Leider wird das Buch durch die vielen Gefühlsbeschreibungen eher langatmig und handlungsarm. Auch das Ende ist nicht gut gelungen. Die vorsichtige Beschreibung von Gefühlen, Wünschen und Hoffnungen geht leider in einen etwas abstrusen Sexroman über. Dadurch wird der Gesamteindruck des Buches von einer Ménage à trois überlagert und weniger von einer Coming-of-age-Geschichte (wenn man bei einem über 50-jährigen Mann davon sprechen kann).

Interessant und mit viel Liebe sind auch die Nebenfiguren gestaltet. Zum Beispiel Adams Freundin Claire, welche als Karrierefrau an Adams Seite mehr ihr eigenes Leben lebt und sich unsicher über diese Beziehung ist. Außerdem Angelinas Mann Charlie, der über die heimliche große Liebe seiner Frau Bescheid weiß und einen außergewöhnlichen Weg ersinnt, damit umzugehen. Zusätzlich berichtet Adam noch von weiteren Beziehungen aus seinem Freundeskreis. Dadurch wird dieses Buch zu einer feinen Beziehungsstudie.

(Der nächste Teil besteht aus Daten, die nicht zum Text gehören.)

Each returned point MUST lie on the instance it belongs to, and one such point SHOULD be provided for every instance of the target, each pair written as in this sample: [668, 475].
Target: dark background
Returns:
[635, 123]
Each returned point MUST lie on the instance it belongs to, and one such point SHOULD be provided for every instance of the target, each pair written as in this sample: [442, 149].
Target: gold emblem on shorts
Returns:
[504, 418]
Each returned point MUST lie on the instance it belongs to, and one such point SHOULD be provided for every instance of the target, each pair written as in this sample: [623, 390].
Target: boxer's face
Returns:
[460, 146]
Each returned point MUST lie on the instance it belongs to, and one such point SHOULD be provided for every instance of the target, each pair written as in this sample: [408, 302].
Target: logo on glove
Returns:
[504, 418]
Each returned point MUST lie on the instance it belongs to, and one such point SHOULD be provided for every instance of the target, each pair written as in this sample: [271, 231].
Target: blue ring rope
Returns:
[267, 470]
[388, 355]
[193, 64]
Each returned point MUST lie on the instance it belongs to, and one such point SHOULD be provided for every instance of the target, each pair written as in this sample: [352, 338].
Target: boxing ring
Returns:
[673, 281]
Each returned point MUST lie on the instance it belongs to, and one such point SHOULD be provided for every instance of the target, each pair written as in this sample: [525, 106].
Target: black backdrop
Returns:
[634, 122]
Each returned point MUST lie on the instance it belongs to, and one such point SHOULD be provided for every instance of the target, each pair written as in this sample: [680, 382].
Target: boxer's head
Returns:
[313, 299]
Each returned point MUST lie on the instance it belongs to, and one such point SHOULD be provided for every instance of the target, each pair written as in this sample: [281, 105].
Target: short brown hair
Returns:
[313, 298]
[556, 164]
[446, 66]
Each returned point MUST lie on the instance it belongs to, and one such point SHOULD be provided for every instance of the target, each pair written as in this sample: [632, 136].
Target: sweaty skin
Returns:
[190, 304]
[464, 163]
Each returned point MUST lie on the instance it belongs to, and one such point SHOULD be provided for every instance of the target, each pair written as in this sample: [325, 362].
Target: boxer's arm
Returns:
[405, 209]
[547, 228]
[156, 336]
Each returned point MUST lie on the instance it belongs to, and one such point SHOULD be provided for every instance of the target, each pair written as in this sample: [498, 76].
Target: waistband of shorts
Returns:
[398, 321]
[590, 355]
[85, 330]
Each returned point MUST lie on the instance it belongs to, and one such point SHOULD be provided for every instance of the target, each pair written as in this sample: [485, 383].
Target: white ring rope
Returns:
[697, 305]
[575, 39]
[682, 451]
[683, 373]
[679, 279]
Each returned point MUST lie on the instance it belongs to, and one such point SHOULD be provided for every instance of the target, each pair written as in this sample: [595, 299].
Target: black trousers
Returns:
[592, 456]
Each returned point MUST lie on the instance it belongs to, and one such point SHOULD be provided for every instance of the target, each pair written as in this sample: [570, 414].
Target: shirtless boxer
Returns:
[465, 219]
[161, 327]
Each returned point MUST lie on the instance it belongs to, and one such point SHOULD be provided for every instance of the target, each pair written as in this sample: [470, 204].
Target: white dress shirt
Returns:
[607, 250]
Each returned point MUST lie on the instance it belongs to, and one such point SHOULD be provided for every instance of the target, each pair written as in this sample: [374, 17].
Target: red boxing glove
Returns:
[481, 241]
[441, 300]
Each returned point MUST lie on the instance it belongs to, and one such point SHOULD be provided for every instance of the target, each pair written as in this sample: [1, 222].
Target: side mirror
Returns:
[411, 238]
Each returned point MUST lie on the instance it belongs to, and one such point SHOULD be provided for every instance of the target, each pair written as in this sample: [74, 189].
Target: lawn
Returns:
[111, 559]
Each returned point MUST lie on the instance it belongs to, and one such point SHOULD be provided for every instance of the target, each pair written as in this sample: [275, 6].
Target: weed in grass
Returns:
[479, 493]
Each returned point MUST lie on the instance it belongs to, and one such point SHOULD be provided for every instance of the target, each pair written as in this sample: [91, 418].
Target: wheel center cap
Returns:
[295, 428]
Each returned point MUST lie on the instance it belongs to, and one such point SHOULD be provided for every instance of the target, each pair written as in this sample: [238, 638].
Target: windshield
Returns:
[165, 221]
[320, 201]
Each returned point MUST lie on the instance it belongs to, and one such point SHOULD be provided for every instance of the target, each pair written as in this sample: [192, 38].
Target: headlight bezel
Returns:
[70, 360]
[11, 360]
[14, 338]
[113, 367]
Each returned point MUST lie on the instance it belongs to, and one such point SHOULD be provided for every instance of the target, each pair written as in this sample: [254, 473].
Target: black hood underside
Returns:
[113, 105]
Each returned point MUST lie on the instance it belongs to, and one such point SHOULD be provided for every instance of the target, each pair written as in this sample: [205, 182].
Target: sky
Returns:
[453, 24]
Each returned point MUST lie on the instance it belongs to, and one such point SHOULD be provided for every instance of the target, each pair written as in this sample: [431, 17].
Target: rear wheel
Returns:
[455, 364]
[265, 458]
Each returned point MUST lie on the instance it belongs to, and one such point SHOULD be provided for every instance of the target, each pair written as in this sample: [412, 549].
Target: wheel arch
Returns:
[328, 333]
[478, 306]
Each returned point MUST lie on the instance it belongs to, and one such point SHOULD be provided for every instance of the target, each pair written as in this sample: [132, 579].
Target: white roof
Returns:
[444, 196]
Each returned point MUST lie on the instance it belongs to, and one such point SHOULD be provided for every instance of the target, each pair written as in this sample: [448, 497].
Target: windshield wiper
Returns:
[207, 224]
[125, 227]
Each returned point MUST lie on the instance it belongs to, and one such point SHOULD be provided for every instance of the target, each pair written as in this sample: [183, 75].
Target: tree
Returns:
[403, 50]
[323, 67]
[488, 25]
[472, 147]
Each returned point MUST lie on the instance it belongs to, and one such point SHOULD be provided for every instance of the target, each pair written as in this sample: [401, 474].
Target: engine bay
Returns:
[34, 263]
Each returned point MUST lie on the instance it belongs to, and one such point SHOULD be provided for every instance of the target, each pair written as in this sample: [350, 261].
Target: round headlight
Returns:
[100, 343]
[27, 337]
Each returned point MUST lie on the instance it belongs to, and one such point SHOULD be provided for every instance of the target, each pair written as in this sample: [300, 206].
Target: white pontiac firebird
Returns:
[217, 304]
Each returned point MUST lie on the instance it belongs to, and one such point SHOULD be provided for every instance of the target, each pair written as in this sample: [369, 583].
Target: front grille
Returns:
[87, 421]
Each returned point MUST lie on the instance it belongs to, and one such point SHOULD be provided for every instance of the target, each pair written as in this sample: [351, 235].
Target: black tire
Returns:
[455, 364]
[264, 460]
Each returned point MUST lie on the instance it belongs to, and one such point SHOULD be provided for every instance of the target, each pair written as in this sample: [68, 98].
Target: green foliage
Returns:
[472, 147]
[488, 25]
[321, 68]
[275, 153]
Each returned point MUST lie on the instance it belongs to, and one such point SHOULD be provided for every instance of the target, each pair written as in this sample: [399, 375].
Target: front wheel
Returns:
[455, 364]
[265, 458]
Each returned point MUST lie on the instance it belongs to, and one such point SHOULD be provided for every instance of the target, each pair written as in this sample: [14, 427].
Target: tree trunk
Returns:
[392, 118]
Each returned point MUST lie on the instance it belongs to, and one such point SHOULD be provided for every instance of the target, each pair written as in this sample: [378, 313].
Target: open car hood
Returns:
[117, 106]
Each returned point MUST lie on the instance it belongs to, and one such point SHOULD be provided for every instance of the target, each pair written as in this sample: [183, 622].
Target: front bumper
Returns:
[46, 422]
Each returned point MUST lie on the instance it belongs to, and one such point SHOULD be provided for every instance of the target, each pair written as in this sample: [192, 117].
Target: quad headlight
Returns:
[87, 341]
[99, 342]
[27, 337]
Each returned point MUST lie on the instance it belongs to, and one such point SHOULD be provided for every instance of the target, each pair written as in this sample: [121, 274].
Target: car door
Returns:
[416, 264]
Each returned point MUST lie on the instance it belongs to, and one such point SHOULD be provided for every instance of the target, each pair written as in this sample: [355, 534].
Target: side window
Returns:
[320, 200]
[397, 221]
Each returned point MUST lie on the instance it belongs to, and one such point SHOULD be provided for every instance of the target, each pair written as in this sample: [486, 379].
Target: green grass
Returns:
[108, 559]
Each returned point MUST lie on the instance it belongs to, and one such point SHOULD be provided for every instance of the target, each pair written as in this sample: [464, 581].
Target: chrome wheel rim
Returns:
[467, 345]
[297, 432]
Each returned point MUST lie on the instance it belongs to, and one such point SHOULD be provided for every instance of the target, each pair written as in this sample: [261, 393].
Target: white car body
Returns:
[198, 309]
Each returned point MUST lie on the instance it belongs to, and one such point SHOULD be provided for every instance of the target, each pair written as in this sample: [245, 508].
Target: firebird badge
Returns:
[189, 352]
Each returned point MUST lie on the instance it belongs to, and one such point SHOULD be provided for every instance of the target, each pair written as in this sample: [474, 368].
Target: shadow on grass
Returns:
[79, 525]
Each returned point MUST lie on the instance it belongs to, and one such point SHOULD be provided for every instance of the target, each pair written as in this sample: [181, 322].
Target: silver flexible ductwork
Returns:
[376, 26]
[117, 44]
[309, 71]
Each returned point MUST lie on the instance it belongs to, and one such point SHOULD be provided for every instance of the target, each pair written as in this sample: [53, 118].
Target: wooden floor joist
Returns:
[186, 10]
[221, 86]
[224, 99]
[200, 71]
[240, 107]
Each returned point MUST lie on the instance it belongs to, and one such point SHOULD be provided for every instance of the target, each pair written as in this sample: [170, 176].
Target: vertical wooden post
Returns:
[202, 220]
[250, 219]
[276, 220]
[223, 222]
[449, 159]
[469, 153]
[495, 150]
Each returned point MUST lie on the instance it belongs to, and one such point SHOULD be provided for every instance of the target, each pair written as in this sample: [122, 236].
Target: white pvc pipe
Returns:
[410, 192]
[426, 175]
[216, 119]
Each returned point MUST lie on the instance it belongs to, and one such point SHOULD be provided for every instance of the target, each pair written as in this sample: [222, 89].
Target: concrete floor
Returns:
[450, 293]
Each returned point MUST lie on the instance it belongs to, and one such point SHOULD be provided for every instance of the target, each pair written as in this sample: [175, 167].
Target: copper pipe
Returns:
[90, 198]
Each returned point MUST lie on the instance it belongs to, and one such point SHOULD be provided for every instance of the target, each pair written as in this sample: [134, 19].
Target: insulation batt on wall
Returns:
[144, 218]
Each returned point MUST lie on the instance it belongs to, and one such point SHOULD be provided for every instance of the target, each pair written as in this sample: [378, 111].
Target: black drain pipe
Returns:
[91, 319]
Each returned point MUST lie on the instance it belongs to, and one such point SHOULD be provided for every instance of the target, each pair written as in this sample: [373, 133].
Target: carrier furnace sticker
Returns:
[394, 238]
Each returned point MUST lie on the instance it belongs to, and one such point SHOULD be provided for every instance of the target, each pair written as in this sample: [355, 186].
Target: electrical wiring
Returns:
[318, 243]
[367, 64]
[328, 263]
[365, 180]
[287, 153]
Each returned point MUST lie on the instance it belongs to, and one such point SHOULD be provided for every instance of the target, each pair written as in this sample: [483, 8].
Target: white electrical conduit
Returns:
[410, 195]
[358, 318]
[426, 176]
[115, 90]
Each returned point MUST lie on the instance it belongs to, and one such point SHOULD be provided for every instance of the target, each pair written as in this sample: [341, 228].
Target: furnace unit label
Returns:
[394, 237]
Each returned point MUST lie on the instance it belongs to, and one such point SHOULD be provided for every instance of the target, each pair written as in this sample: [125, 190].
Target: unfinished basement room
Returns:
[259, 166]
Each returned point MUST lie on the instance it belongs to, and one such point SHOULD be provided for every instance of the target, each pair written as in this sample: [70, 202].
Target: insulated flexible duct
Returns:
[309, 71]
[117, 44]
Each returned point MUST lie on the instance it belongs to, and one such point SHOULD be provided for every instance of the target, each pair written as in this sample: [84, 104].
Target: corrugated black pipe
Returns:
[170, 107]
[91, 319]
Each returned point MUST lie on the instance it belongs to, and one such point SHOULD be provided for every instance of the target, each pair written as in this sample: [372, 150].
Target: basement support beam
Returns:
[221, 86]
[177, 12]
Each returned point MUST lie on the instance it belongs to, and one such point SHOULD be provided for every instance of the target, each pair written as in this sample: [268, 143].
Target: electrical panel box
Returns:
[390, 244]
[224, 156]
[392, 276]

Wer auf den Witz und den Charme der Rosie-Bücher hofft wird hier leider enttäuscht werden. Auch Spannung mag nicht aufkommen. Aber es ist ein Buch mit vielen offenen Fragen über zwischenmenschliche Beziehungen und verschiedene Wege, Konflikte zu erschaffen und zu lösen. Am Ende bleibt nur der Verdacht, dass wir alle mehr miteinander reden sollte, dann sieht alles schon ein bisschen besser aus.